In about three weeks, voters in cities and towns across the state will weigh-in on various local races, things like mayor and city council seats. They’ll also decide on a handful of constitutional amendments. One of them, proposition 4, would create a new fund that seven emerging research universities could use as a pathway to reach Tier One status. As Jack Williams reports, even without any real opponents, prop 4 still isn’t a lock to pass.

Proposition 4 is actually quite simple; it creates a new fund that could help seven Texas universities, including the University of Houston, reach Tier One status. It would transfer about $500 million already in the state’s
dormant Higher Education Fund into a new National Research University Fund.

State senator Robert Duncan co-sponsored a bill that created Proposition 4. He says Texas is losing good students every year because the state has only two public Tier One universities, UT Austin and Texas A&M.

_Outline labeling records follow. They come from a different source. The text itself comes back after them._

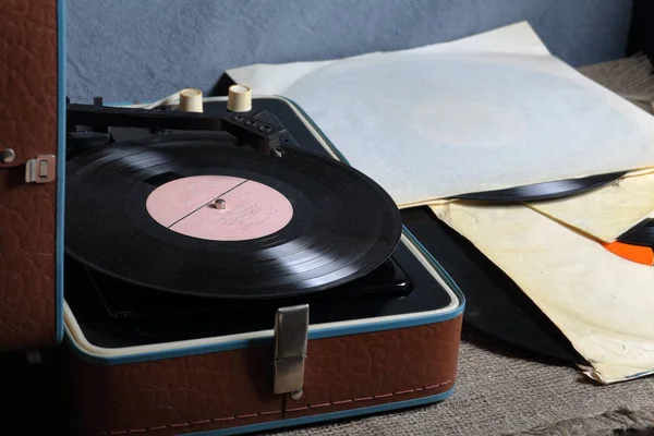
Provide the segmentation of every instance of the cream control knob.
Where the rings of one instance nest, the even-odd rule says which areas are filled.
[[[232,112],[249,112],[252,110],[252,89],[244,85],[229,87],[227,110]]]
[[[202,112],[202,90],[194,88],[180,90],[180,106],[178,109],[184,112]]]

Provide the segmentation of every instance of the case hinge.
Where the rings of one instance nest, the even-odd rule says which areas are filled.
[[[281,307],[275,316],[275,393],[302,397],[308,338],[308,305]]]
[[[38,155],[25,162],[25,181],[27,183],[49,183],[57,175],[57,157]]]

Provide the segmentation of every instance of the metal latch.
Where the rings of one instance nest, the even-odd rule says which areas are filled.
[[[38,155],[25,164],[25,181],[27,183],[48,183],[57,175],[57,158],[55,155]]]
[[[302,397],[308,338],[308,304],[281,307],[275,316],[275,393]]]

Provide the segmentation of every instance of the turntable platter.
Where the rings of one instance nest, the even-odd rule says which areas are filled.
[[[117,143],[71,159],[66,254],[161,291],[298,295],[372,271],[401,218],[374,181],[334,159],[234,147],[228,135]]]

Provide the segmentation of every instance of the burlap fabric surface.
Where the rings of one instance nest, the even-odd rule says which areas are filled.
[[[642,58],[581,69],[647,110],[654,100],[650,70]],[[611,435],[617,429],[651,426],[654,377],[598,386],[577,368],[538,360],[464,327],[458,387],[451,398],[417,409],[271,434]]]

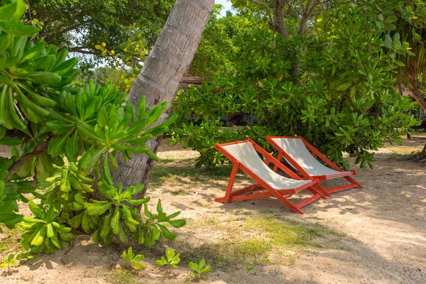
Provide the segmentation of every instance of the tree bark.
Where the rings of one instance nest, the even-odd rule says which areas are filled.
[[[153,50],[141,73],[129,93],[131,103],[137,106],[141,96],[146,96],[146,107],[150,109],[163,101],[168,102],[168,111],[179,89],[179,83],[190,67],[201,40],[214,4],[214,0],[178,0],[160,33]],[[167,119],[163,114],[157,124]],[[154,137],[146,145],[153,153],[160,146],[161,137]],[[124,163],[119,158],[119,168],[111,173],[115,183],[124,188],[138,183],[145,184],[142,192],[133,196],[143,197],[148,186],[153,160],[146,155],[132,155]],[[101,199],[94,193],[94,198]]]
[[[426,110],[426,102],[425,102],[425,99],[422,97],[422,92],[418,88],[420,82],[417,77],[417,75],[408,75],[408,82],[410,82],[410,89],[413,93],[413,96],[415,100],[420,104],[422,108],[424,110]]]

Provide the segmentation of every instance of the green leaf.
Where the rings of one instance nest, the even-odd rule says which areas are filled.
[[[87,210],[87,214],[90,216],[99,216],[105,213],[106,210],[111,208],[112,202],[103,202],[99,203],[84,202],[84,208]]]
[[[99,148],[86,152],[79,160],[79,171],[82,172],[84,175],[87,175],[106,150],[106,148]]]
[[[180,228],[186,224],[186,220],[180,219],[178,220],[170,220],[168,222],[168,224],[172,225],[174,228]]]
[[[31,212],[33,212],[33,214],[36,215],[36,217],[41,219],[44,219],[45,212],[38,205],[36,205],[33,200],[30,201],[30,202],[28,203],[28,207]]]
[[[164,235],[165,239],[169,239],[169,240],[173,240],[176,238],[176,235],[174,234],[172,234],[168,230],[168,229],[167,229],[167,227],[165,227],[165,226],[163,226],[163,225],[158,224],[158,226],[160,227],[160,229],[163,232],[163,234]]]
[[[68,161],[75,163],[78,157],[78,136],[77,131],[71,137],[68,137],[65,143],[65,155]]]
[[[6,21],[0,21],[0,30],[14,36],[31,36],[39,31],[38,28],[33,26]]]
[[[388,33],[385,36],[385,47],[388,49],[392,49],[392,38]]]

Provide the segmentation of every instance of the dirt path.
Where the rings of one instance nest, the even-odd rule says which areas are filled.
[[[116,269],[124,266],[120,261],[123,247],[103,248],[87,236],[81,236],[68,250],[53,256],[38,256],[13,268],[9,273],[4,272],[0,283],[188,281],[186,264],[170,272],[153,265],[160,249],[167,245],[175,246],[182,256],[204,257],[214,263],[209,278],[202,283],[426,283],[426,168],[395,154],[421,148],[425,140],[415,137],[404,146],[381,149],[376,154],[373,170],[353,167],[359,172],[356,180],[363,189],[338,192],[332,198],[314,202],[304,208],[304,215],[292,213],[273,199],[226,204],[214,202],[214,198],[224,192],[229,171],[217,177],[210,175],[206,182],[202,173],[191,168],[196,153],[165,146],[159,153],[163,162],[153,173],[148,195],[153,200],[160,197],[167,212],[182,211],[188,224],[175,231],[178,234],[175,241],[160,244],[158,250],[138,247],[147,256],[145,271],[138,274]],[[171,171],[175,174],[170,174]],[[239,177],[237,186],[249,184],[242,175]],[[327,187],[342,182],[334,180],[324,185]],[[260,231],[248,223],[258,217],[271,222],[299,224],[303,228],[320,226],[327,236],[315,239],[322,239],[318,241],[325,245],[308,250],[292,248],[294,259],[281,263],[275,261],[279,253],[273,251],[267,258],[256,258],[256,251],[253,252],[255,264],[250,268],[244,264],[232,266],[219,257],[212,258],[209,254],[226,246],[236,246],[239,239],[257,239]],[[4,236],[1,239],[5,241]],[[258,251],[263,251],[262,244],[259,246]],[[1,255],[8,253],[6,248],[3,251]],[[237,251],[234,251],[234,256],[218,253],[220,257],[238,260]],[[183,259],[182,263],[188,260],[191,258]],[[244,263],[244,259],[240,261]]]

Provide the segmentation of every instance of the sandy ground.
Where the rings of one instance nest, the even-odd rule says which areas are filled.
[[[187,228],[175,231],[178,237],[173,241],[178,243],[192,246],[214,243],[230,234],[219,227],[206,231],[191,226],[204,219],[223,221],[266,212],[274,218],[288,218],[302,224],[318,222],[346,234],[339,241],[344,249],[319,248],[315,253],[301,253],[290,265],[256,265],[250,272],[245,267],[230,271],[213,269],[209,278],[202,283],[426,283],[426,168],[401,155],[421,149],[425,141],[426,137],[416,136],[403,146],[381,149],[373,170],[353,165],[358,170],[356,179],[364,188],[340,192],[312,203],[304,207],[304,215],[292,213],[272,198],[226,204],[214,202],[215,197],[224,195],[226,178],[209,184],[190,177],[170,182],[160,180],[153,182],[147,195],[153,200],[160,197],[165,212],[180,210],[182,216],[190,220]],[[197,153],[166,143],[158,155],[166,159],[163,165],[179,167],[192,163],[188,159],[196,158]],[[248,182],[240,178],[236,186]],[[327,187],[342,183],[344,180],[338,179],[324,185]],[[173,191],[186,193],[180,196],[172,194]],[[153,265],[155,258],[147,258],[145,271],[132,274],[130,280],[114,282],[111,278],[112,269],[125,266],[120,261],[122,251],[117,246],[101,248],[87,236],[80,236],[67,250],[52,256],[37,256],[9,273],[4,271],[0,283],[180,283],[191,279],[185,267],[165,273]]]

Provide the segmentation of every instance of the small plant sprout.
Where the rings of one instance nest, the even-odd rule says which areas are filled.
[[[204,267],[206,261],[202,258],[198,263],[190,261],[188,266],[191,269],[191,273],[199,278],[207,278],[207,273],[210,271],[211,266],[209,264]]]
[[[135,256],[133,253],[131,246],[127,249],[127,251],[123,251],[122,256],[123,259],[130,263],[134,269],[141,270],[146,267],[146,266],[142,263],[142,260],[145,256],[143,256],[143,254]]]
[[[161,256],[161,259],[158,259],[155,261],[155,264],[159,267],[169,266],[175,268],[178,266],[178,264],[179,264],[180,262],[180,258],[179,258],[180,256],[180,253],[175,255],[175,251],[173,251],[172,248],[166,248],[165,258],[164,256]]]
[[[18,261],[15,260],[15,255],[11,253],[9,255],[7,258],[4,258],[1,260],[1,264],[0,264],[0,267],[1,267],[2,268],[7,268],[9,271],[9,269],[11,269],[11,266],[16,264],[18,264]]]

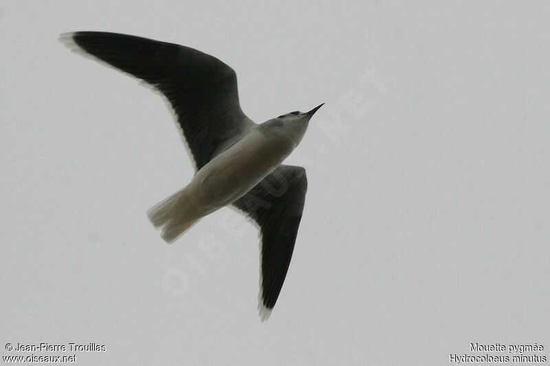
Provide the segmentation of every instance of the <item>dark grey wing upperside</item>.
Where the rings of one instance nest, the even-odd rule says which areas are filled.
[[[254,124],[241,110],[236,76],[217,58],[184,46],[99,32],[61,41],[157,89],[172,105],[200,169],[220,145]]]
[[[275,306],[287,275],[302,219],[307,179],[300,166],[279,165],[246,194],[233,203],[260,227],[261,247],[261,305]]]

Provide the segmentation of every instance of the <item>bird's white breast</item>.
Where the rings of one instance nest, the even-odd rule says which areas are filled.
[[[252,129],[205,165],[189,184],[201,216],[243,196],[277,168],[294,147],[287,136]]]

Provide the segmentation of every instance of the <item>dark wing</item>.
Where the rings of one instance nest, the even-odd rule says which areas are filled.
[[[241,110],[235,71],[215,57],[116,33],[77,32],[63,34],[61,41],[162,93],[177,115],[197,170],[220,145],[254,125]]]
[[[307,190],[305,169],[281,165],[233,203],[260,226],[263,320],[275,306],[285,282]]]

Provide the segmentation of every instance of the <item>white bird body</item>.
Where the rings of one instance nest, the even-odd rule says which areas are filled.
[[[267,121],[252,127],[221,151],[197,172],[185,188],[148,211],[156,227],[170,220],[162,238],[174,241],[199,218],[245,194],[292,152],[308,122],[290,124],[276,119]],[[264,132],[266,128],[269,133]]]

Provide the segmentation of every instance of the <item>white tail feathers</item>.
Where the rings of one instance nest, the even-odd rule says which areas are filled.
[[[171,243],[177,239],[199,218],[189,204],[188,196],[184,188],[147,211],[147,216],[155,227],[162,227],[160,236],[166,242]]]

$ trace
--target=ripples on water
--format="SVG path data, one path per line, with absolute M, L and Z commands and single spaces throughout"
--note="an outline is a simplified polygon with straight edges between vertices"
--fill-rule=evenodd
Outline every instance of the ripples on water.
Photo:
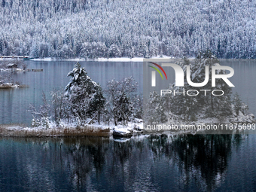
M 2 139 L 2 191 L 256 190 L 255 136 Z

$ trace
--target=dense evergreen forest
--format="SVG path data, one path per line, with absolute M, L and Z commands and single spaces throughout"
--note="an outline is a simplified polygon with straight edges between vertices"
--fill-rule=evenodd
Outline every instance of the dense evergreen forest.
M 0 1 L 0 55 L 256 58 L 254 0 Z

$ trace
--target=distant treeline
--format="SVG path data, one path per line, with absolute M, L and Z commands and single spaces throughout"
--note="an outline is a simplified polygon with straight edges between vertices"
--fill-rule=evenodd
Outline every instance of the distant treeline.
M 0 2 L 0 55 L 256 58 L 256 1 Z

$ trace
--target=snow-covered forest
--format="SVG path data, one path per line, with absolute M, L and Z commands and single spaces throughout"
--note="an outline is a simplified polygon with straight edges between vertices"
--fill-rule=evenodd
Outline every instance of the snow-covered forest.
M 0 55 L 256 58 L 254 0 L 2 0 Z

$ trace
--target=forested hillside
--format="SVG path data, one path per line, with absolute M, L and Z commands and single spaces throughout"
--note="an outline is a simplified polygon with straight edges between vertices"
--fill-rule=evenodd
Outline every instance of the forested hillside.
M 256 58 L 255 17 L 255 0 L 2 0 L 0 55 Z

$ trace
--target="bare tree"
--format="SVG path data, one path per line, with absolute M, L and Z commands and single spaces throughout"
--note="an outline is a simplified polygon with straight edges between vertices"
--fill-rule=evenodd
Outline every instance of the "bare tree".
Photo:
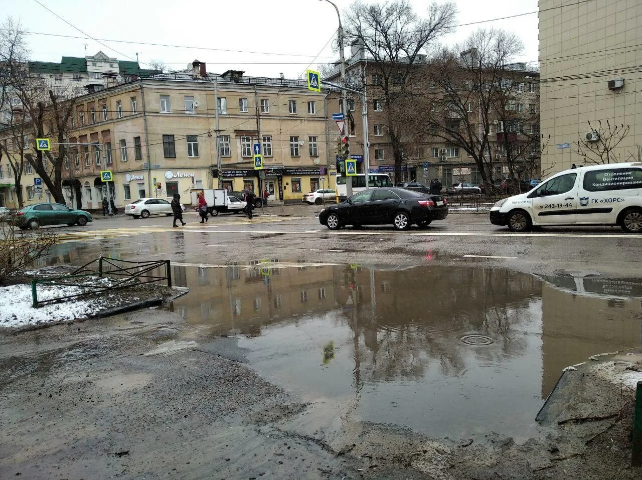
M 616 157 L 613 150 L 629 135 L 629 126 L 611 125 L 608 120 L 605 126 L 601 120 L 598 120 L 598 128 L 594 128 L 591 122 L 588 123 L 589 133 L 580 134 L 575 145 L 575 153 L 584 159 L 584 163 L 599 164 L 623 161 Z
M 514 33 L 480 29 L 462 45 L 444 47 L 435 55 L 422 69 L 417 91 L 406 96 L 403 116 L 415 137 L 465 151 L 474 160 L 487 192 L 495 159 L 490 147 L 498 98 L 505 96 L 502 81 L 505 84 L 506 78 L 521 74 L 510 63 L 522 50 Z M 508 86 L 514 83 L 509 80 Z
M 399 117 L 398 99 L 412 89 L 417 67 L 437 39 L 455 25 L 454 3 L 432 3 L 422 17 L 408 0 L 353 3 L 346 12 L 345 32 L 349 43 L 363 48 L 369 73 L 361 81 L 384 103 L 384 115 L 395 160 L 395 178 L 401 175 L 406 124 Z M 361 73 L 359 73 L 361 76 Z M 347 108 L 346 108 L 347 110 Z

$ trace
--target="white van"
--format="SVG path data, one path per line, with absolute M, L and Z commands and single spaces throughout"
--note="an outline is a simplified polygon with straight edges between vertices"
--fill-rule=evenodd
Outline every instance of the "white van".
M 642 162 L 560 172 L 526 193 L 498 201 L 490 223 L 514 232 L 534 225 L 620 225 L 642 233 Z
M 351 175 L 352 178 L 352 194 L 365 190 L 365 174 L 358 173 Z M 346 177 L 343 175 L 336 176 L 336 194 L 339 200 L 343 201 L 347 198 L 345 186 Z M 368 183 L 370 188 L 377 187 L 392 187 L 392 181 L 386 173 L 370 173 L 368 175 Z

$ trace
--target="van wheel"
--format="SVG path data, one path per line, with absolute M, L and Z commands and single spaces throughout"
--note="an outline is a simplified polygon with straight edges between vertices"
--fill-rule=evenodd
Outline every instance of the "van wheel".
M 630 234 L 642 233 L 642 209 L 629 209 L 622 214 L 620 226 Z
M 533 226 L 530 216 L 523 210 L 511 212 L 508 220 L 508 229 L 511 232 L 528 232 Z

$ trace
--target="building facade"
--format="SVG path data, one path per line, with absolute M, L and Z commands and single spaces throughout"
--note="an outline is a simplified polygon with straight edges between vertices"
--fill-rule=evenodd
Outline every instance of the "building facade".
M 609 161 L 639 161 L 642 78 L 635 73 L 642 56 L 639 2 L 540 0 L 539 8 L 541 128 L 544 137 L 551 136 L 542 171 L 584 164 L 576 142 L 586 141 L 600 123 L 606 140 L 607 121 L 612 130 L 616 126 L 629 130 Z M 597 136 L 589 138 L 589 146 L 603 148 Z
M 67 204 L 100 209 L 107 196 L 103 169 L 113 172 L 110 193 L 117 206 L 175 193 L 189 203 L 190 191 L 200 188 L 257 195 L 267 189 L 273 201 L 300 202 L 311 189 L 333 188 L 326 112 L 338 108 L 338 96 L 310 91 L 304 81 L 243 74 L 208 73 L 195 62 L 191 71 L 74 99 L 62 167 Z M 254 169 L 256 144 L 263 170 Z M 46 189 L 42 198 L 35 194 L 29 166 L 21 184 L 26 204 L 51 201 Z M 12 198 L 6 194 L 8 206 L 15 206 Z

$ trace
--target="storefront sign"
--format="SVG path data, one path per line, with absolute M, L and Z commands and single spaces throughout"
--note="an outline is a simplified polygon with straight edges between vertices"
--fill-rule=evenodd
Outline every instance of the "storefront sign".
M 132 175 L 127 173 L 125 176 L 125 182 L 131 182 L 133 180 L 143 180 L 144 177 L 143 175 Z
M 223 178 L 233 178 L 235 176 L 254 176 L 254 170 L 223 170 L 221 172 Z
M 193 173 L 184 173 L 183 172 L 173 172 L 171 170 L 168 170 L 165 172 L 165 178 L 168 180 L 171 180 L 172 178 L 186 178 L 187 177 L 193 177 Z

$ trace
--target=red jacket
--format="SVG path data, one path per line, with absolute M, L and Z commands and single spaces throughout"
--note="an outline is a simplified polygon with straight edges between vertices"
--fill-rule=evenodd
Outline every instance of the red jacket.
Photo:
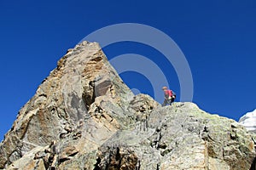
M 166 91 L 165 92 L 165 97 L 166 97 L 166 98 L 172 97 L 172 95 L 173 95 L 173 94 L 172 94 L 172 90 L 166 90 Z

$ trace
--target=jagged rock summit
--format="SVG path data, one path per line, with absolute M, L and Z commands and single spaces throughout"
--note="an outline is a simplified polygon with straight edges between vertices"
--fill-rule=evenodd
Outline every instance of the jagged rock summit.
M 0 144 L 6 169 L 255 169 L 253 135 L 193 103 L 134 95 L 99 45 L 58 61 Z
M 244 126 L 247 131 L 256 133 L 256 109 L 242 116 L 239 119 L 239 122 Z

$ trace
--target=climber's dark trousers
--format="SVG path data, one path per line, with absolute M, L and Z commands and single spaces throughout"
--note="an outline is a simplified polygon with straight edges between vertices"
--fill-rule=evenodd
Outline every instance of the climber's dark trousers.
M 166 106 L 167 105 L 172 105 L 172 103 L 174 101 L 174 99 L 172 98 L 172 99 L 165 99 L 164 103 L 162 104 L 162 106 Z

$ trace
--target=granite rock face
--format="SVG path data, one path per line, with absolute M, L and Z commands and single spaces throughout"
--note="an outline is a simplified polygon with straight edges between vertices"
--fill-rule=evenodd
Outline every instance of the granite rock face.
M 6 169 L 255 169 L 254 136 L 192 103 L 134 95 L 99 45 L 69 49 L 0 144 Z
M 239 122 L 244 126 L 248 132 L 256 133 L 256 110 L 242 116 L 239 119 Z

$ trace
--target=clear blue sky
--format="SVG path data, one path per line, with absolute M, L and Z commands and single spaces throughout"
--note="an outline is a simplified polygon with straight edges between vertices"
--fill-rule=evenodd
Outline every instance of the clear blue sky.
M 154 26 L 177 43 L 192 71 L 193 101 L 201 109 L 238 120 L 256 108 L 256 1 L 111 2 L 0 1 L 0 139 L 67 48 L 93 31 L 123 22 Z M 109 59 L 160 55 L 135 42 L 104 51 Z M 175 72 L 170 69 L 167 76 L 178 94 Z M 152 94 L 142 75 L 122 77 L 131 88 Z

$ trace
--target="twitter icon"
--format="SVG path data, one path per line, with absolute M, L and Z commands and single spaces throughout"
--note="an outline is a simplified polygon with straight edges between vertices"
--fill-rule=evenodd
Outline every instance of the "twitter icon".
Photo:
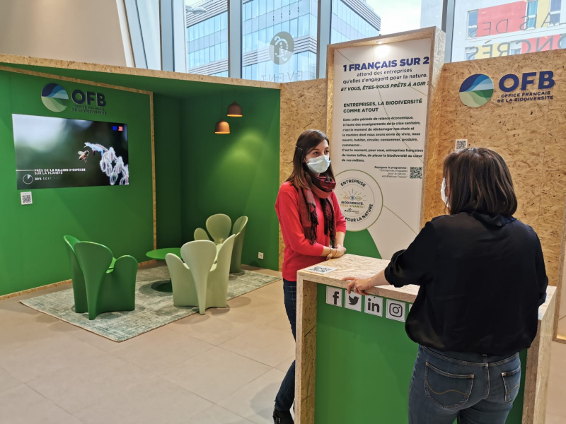
M 358 311 L 359 312 L 362 312 L 362 304 L 363 302 L 362 301 L 362 296 L 360 295 L 352 292 L 347 295 L 347 298 L 344 303 L 344 306 L 347 309 Z

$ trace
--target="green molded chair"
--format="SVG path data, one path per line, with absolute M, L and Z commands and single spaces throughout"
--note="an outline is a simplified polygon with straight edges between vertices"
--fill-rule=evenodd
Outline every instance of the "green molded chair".
M 207 230 L 216 245 L 224 242 L 230 235 L 231 228 L 232 220 L 224 213 L 213 215 L 207 220 Z
M 175 306 L 198 306 L 202 315 L 209 307 L 226 307 L 228 280 L 235 235 L 231 235 L 218 249 L 209 240 L 197 240 L 183 245 L 181 257 L 165 257 L 173 285 Z
M 84 276 L 79 261 L 76 260 L 74 247 L 79 240 L 72 235 L 66 235 L 63 237 L 65 241 L 67 253 L 69 255 L 69 261 L 71 264 L 71 278 L 73 279 L 73 295 L 75 298 L 75 312 L 83 314 L 88 312 L 88 305 L 86 303 L 86 288 L 84 285 Z
M 91 242 L 77 242 L 74 251 L 84 275 L 88 319 L 94 319 L 103 312 L 135 309 L 138 266 L 135 258 L 120 257 L 112 269 L 109 268 L 112 264 L 112 252 L 106 246 Z
M 241 272 L 242 271 L 242 248 L 246 236 L 246 227 L 248 225 L 248 217 L 241 216 L 234 223 L 232 234 L 236 235 L 234 248 L 232 250 L 232 261 L 230 264 L 230 272 Z
M 83 314 L 88 312 L 88 306 L 86 303 L 86 289 L 84 285 L 84 276 L 79 261 L 76 260 L 74 246 L 79 242 L 79 239 L 72 235 L 65 235 L 63 237 L 67 247 L 67 253 L 69 256 L 69 261 L 71 264 L 71 278 L 73 281 L 73 295 L 75 298 L 75 312 L 77 314 Z M 115 258 L 112 258 L 112 264 L 110 268 L 114 268 L 116 262 Z
M 210 238 L 208 237 L 206 230 L 202 228 L 197 228 L 195 230 L 195 240 L 210 241 Z

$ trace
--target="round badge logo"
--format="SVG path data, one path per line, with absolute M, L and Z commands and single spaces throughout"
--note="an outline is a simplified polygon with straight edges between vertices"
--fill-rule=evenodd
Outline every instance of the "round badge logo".
M 287 63 L 293 56 L 295 49 L 295 41 L 289 33 L 278 33 L 270 43 L 270 56 L 277 65 Z
M 41 91 L 41 101 L 52 112 L 63 112 L 69 105 L 69 95 L 59 84 L 47 84 Z
M 460 100 L 470 107 L 483 106 L 492 95 L 493 81 L 483 73 L 468 76 L 460 86 Z
M 336 176 L 336 196 L 348 231 L 371 227 L 381 214 L 383 198 L 377 182 L 363 171 L 350 170 Z

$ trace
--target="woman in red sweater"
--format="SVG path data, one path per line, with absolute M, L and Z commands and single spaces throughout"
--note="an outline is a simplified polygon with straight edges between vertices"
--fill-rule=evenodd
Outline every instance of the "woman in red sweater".
M 342 256 L 346 220 L 334 194 L 328 138 L 309 129 L 299 137 L 293 173 L 279 191 L 275 210 L 283 233 L 283 288 L 285 310 L 295 336 L 296 273 L 326 259 Z M 275 399 L 275 424 L 293 423 L 295 363 L 289 367 Z

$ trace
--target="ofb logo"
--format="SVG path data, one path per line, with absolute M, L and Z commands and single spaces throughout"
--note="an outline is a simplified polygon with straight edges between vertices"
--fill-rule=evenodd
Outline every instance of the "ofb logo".
M 63 112 L 69 105 L 69 95 L 61 86 L 51 83 L 42 90 L 41 101 L 52 112 Z
M 460 100 L 470 107 L 483 106 L 492 95 L 493 81 L 483 73 L 468 76 L 460 86 Z
M 295 42 L 289 33 L 278 33 L 270 43 L 270 57 L 277 65 L 284 65 L 293 56 Z
M 375 223 L 383 205 L 377 182 L 363 171 L 350 170 L 336 176 L 336 194 L 350 231 L 363 231 Z

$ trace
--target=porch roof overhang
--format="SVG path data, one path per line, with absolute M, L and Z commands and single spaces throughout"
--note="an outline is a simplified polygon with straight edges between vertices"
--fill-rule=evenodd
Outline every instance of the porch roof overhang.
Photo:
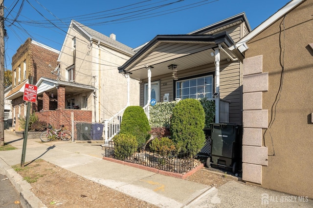
M 25 88 L 25 84 L 28 83 L 28 79 L 26 79 L 19 85 L 14 87 L 6 95 L 5 97 L 6 100 L 13 100 L 24 95 L 24 89 Z
M 86 85 L 75 82 L 56 80 L 43 77 L 39 79 L 36 84 L 36 85 L 38 87 L 38 95 L 41 95 L 45 92 L 49 92 L 57 95 L 57 88 L 60 86 L 65 87 L 66 94 L 77 94 L 78 93 L 93 91 L 96 90 L 94 87 L 90 85 Z
M 153 76 L 172 73 L 168 66 L 172 64 L 178 66 L 179 72 L 214 63 L 215 59 L 211 53 L 219 47 L 222 49 L 221 60 L 228 58 L 242 61 L 244 57 L 241 53 L 228 49 L 234 43 L 226 32 L 215 35 L 158 35 L 118 70 L 138 80 L 147 78 L 149 67 L 153 67 Z

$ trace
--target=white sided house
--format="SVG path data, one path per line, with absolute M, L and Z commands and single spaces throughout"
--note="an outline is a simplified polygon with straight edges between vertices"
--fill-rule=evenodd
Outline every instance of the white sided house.
M 117 70 L 135 52 L 115 39 L 114 34 L 109 38 L 72 20 L 58 58 L 59 67 L 52 71 L 58 78 L 42 79 L 39 91 L 55 96 L 59 87 L 64 87 L 65 109 L 92 112 L 90 120 L 75 120 L 81 121 L 104 122 L 126 106 L 138 105 L 139 81 Z

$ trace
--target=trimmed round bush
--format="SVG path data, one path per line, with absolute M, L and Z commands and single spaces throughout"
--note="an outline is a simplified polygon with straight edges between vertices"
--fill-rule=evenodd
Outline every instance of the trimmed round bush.
M 120 133 L 136 137 L 138 147 L 142 147 L 150 137 L 151 127 L 145 112 L 140 106 L 129 106 L 123 114 Z
M 170 128 L 171 139 L 176 147 L 192 156 L 198 153 L 205 142 L 204 121 L 204 111 L 199 100 L 180 101 L 173 109 Z
M 118 134 L 113 138 L 113 141 L 114 143 L 114 154 L 116 159 L 124 160 L 137 151 L 137 139 L 132 134 Z

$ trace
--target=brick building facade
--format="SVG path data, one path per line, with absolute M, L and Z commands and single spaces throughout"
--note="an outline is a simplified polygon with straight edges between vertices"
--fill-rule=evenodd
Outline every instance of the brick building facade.
M 12 101 L 12 117 L 15 118 L 16 130 L 21 130 L 20 118 L 26 115 L 27 105 L 22 97 L 25 83 L 28 82 L 30 76 L 33 77 L 33 84 L 42 76 L 56 79 L 57 75 L 51 71 L 58 65 L 59 54 L 58 51 L 28 38 L 12 57 L 12 89 L 6 98 Z M 41 110 L 42 103 L 42 98 L 38 97 L 37 101 L 32 103 L 31 113 Z M 51 103 L 48 106 L 55 110 L 57 105 L 53 100 Z

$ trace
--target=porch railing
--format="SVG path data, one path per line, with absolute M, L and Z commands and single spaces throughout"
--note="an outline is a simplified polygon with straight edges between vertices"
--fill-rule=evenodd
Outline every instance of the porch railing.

“We have a lot of students leave the state of Texas to go to these renowned institutions in other states simply because they’re great research institutions and they have a great reputation academically. This will cost the state of Texas nothing because we’re actually transferring a fund that isn’t being used today into a fund where we can use it to generate income, like an endowment, that will support this research effort of the state.” 

The seven emerging research universities would have to meet stringent national benchmarks under the new fund to get research dollars. University of Houston System Chancellor and University of Houston President Dr. Renu
Khator says the new fund could pave the way for Tier One status.

“This would inspire all universities to focus on elements that make them nationally competitive, that lead them toward Tier One institutions and we’ll all get there. Some will get there sooner and some will get there later.  It’s not really competition. I see it as inspiring each other, to learn from each other to do better and thus, together to help the state of Texas compete in the global economy.”

The problem is, constitutional amendments alone usually won’t draw any kind of a crowd on election day. It’s the
mayors races and other high profile elections that draw voters. That means Houston and Harris County could
actually drive the statewide vote on Proposition 4. This is Rice University political scientist Bob Stein.

“We’ll turn out 25, maybe 30-percent of our voters, maybe 250,000-300,000. But that could represent maybe a third of the vote statewide. So, out of 254 counties, one county, which is hardly representative of the whole state, may be the determining force in all of these propositions, and that will be Harris County and the city of Houston, disproportionately even to Harris County.”   

State Senator Florence Shapiro says with Proposition 4, it’s clear the state is doing all it can to boost its roster of top tier universities.

“During times when other states are cutting funding to their universities, and California is certainly a great example of that, we’ve made a commitment in Texas to higher education and I think this is a great example of that commitment.” 

Proposition 4 is one of 11 constitutional amendments on the ballot November 3rd.  
 Jack Williams. KUHF-Houston Public Radio News.